Proxy::PuppetCa.list (https://github.com/theforeman/smart-proxy/blob/develop/modules/puppetca/puppetca_main.rb#L69) takes an extremely long period of time to complete when the CA inventory list is relatively large and there have been a relatively large number of revoked certificates.

The source of this issue is in Proxy::PuppetCa#ca_inventory, which performs a very slow O(n^2) operation to build up a hash of certificate data and whether each certificate has been revoked. In particular, the Proxy::PuppetCa#ca_inventory iterates through every certificate in the inventory and then looks up that certificate's serial in the array returned by Proxy::PuppetCa#revoked_serials. When both the inventory and the list of revoked clients is large, this operation is extremely slow.

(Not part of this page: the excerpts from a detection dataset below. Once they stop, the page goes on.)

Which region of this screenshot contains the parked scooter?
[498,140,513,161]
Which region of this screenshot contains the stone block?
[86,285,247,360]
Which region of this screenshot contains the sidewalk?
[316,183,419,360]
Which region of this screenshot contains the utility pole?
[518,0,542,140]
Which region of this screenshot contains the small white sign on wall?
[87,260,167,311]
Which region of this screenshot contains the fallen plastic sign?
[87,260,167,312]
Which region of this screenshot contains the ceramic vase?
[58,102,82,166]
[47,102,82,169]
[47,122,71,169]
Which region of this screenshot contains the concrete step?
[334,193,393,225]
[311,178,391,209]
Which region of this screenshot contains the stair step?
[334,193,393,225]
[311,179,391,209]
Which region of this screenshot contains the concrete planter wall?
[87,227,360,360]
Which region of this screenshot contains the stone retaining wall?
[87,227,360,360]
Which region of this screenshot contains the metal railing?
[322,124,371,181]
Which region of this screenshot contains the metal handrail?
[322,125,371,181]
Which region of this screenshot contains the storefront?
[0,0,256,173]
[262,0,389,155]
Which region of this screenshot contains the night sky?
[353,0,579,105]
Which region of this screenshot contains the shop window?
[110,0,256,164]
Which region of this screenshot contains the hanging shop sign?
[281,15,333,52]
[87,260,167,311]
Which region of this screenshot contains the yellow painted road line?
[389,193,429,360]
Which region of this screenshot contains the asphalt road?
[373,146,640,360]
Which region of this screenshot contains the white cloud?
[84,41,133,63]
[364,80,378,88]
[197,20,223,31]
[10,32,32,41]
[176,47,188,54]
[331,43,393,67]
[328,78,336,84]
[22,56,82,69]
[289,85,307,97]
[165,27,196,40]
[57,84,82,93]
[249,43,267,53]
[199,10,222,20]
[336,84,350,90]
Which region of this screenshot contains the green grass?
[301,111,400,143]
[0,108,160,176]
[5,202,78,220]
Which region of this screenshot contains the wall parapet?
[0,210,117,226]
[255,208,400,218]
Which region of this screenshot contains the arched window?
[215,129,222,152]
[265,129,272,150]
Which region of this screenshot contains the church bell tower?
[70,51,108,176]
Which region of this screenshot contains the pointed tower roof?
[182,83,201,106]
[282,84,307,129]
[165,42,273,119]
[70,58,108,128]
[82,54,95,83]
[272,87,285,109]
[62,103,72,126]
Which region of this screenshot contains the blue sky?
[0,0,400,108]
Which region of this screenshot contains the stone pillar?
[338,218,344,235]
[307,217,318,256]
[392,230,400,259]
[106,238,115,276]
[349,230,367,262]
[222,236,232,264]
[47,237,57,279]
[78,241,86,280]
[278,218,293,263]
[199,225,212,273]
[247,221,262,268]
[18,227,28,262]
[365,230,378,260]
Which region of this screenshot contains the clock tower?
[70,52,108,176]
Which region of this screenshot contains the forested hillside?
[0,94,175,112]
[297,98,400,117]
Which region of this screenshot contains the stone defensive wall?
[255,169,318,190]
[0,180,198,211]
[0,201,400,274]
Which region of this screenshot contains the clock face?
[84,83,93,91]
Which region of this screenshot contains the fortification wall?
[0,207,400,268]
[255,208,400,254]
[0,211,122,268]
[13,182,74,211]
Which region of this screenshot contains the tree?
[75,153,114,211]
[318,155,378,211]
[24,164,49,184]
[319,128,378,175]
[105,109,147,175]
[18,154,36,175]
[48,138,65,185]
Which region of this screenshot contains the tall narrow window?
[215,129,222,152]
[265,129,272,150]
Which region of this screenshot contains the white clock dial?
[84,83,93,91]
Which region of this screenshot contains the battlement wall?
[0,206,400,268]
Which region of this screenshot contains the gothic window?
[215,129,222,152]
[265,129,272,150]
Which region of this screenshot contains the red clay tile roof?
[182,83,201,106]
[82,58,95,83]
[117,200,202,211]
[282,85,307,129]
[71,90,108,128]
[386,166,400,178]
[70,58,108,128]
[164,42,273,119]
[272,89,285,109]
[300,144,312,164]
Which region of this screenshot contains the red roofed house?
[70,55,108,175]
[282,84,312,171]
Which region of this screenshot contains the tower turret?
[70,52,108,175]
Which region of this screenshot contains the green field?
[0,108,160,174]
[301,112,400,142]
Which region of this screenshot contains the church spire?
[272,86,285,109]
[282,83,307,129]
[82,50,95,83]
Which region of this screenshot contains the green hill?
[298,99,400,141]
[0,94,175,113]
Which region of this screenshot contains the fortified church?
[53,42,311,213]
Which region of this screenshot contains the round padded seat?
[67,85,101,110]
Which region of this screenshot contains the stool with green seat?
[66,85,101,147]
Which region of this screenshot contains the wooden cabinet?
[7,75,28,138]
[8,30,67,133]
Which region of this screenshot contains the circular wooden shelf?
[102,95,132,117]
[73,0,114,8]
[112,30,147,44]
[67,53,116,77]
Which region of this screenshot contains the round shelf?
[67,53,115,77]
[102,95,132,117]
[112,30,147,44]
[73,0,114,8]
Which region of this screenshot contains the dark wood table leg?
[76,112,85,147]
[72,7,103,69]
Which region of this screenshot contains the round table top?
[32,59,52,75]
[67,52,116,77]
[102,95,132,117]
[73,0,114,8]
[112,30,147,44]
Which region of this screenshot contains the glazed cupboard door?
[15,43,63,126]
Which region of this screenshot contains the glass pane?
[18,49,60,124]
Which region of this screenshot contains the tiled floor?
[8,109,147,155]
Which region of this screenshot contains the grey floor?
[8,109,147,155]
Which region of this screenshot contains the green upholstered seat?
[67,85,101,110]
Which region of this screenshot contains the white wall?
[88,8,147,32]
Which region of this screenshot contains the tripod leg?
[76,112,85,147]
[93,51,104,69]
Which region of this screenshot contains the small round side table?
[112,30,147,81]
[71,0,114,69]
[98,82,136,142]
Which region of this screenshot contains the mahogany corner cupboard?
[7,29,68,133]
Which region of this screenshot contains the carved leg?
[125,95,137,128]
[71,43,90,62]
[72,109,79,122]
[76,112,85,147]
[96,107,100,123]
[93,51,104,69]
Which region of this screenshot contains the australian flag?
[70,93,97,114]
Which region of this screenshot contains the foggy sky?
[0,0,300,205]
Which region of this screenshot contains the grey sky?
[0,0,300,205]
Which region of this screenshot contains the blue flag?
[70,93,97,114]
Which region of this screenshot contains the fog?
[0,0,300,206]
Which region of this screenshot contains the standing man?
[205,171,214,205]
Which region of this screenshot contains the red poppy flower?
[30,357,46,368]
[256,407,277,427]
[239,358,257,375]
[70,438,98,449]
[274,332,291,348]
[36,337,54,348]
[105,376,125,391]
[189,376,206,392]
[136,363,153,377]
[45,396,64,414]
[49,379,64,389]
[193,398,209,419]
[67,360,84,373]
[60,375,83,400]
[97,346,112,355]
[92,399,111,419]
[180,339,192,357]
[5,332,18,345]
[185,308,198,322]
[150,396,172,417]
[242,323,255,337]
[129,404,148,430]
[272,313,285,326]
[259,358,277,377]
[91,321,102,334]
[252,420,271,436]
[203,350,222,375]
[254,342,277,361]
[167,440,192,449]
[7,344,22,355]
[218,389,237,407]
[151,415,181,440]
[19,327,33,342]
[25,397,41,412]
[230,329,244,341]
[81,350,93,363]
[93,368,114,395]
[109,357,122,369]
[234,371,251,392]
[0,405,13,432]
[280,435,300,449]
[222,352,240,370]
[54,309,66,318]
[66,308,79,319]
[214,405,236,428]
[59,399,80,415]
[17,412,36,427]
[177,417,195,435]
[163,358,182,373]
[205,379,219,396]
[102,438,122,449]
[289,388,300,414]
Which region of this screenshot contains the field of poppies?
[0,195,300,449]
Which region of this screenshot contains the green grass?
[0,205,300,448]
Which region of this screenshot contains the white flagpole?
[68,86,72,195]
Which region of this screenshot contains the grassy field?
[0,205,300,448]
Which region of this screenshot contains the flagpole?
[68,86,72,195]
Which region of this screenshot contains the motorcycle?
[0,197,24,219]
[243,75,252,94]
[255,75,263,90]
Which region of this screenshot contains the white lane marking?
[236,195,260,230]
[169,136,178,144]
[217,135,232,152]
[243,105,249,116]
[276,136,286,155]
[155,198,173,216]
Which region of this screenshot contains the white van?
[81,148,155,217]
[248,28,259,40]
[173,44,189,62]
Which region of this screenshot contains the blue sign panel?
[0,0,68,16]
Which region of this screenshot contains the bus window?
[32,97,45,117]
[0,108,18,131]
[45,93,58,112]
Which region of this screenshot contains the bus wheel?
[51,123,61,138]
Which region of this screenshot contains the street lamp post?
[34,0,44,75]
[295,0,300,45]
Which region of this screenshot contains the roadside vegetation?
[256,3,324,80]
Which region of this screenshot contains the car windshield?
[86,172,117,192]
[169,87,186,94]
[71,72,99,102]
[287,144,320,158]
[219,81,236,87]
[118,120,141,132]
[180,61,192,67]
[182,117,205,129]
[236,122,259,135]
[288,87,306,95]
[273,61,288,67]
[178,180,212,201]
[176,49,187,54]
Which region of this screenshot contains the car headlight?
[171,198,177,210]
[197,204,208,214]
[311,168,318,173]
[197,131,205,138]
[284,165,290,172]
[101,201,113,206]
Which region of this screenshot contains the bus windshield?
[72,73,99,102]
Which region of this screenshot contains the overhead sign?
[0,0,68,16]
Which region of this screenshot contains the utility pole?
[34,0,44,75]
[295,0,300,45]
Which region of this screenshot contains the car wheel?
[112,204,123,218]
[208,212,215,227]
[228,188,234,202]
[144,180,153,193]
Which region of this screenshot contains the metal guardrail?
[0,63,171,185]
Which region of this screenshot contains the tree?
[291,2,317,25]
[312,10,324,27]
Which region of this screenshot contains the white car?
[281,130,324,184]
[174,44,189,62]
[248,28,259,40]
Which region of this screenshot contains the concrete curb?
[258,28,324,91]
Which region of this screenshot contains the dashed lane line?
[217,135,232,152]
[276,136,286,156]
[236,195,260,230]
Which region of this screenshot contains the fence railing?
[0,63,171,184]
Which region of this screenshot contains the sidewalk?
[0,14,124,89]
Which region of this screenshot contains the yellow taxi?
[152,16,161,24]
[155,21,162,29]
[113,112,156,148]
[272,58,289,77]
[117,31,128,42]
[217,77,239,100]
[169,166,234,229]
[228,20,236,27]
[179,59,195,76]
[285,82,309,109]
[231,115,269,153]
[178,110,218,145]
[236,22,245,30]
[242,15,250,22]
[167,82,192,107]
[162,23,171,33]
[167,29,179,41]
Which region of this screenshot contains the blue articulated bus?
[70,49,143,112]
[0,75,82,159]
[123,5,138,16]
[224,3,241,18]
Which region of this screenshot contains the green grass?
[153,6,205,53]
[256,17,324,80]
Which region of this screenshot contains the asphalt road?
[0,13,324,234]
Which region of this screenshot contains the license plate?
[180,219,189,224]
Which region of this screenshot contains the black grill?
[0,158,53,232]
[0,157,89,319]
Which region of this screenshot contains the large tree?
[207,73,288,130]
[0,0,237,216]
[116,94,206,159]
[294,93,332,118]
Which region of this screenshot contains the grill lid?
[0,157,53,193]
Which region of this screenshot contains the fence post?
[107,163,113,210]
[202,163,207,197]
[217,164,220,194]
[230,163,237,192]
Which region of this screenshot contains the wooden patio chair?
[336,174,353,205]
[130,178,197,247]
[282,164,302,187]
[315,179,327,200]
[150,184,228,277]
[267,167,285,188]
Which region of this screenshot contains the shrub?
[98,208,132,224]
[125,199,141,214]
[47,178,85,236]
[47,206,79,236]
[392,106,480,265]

The downstream effect of this issue is that trying to interact with the Puppet CA via Foreman simply times out (the read_timeout on the RestClient request is only 60 seconds, the Proxy::PuppetCa.list operation in our environment takes approximately 80s).

Perhaps a way to make this faster this would be to just return a valueless Hash from Proxy::PuppetCa#revoked_serials so that the serial lookup is ~O(1).

Just to give you some numbers to work with, we have approximately 10900 certificates in our inventory and about 8900 of them are revoked.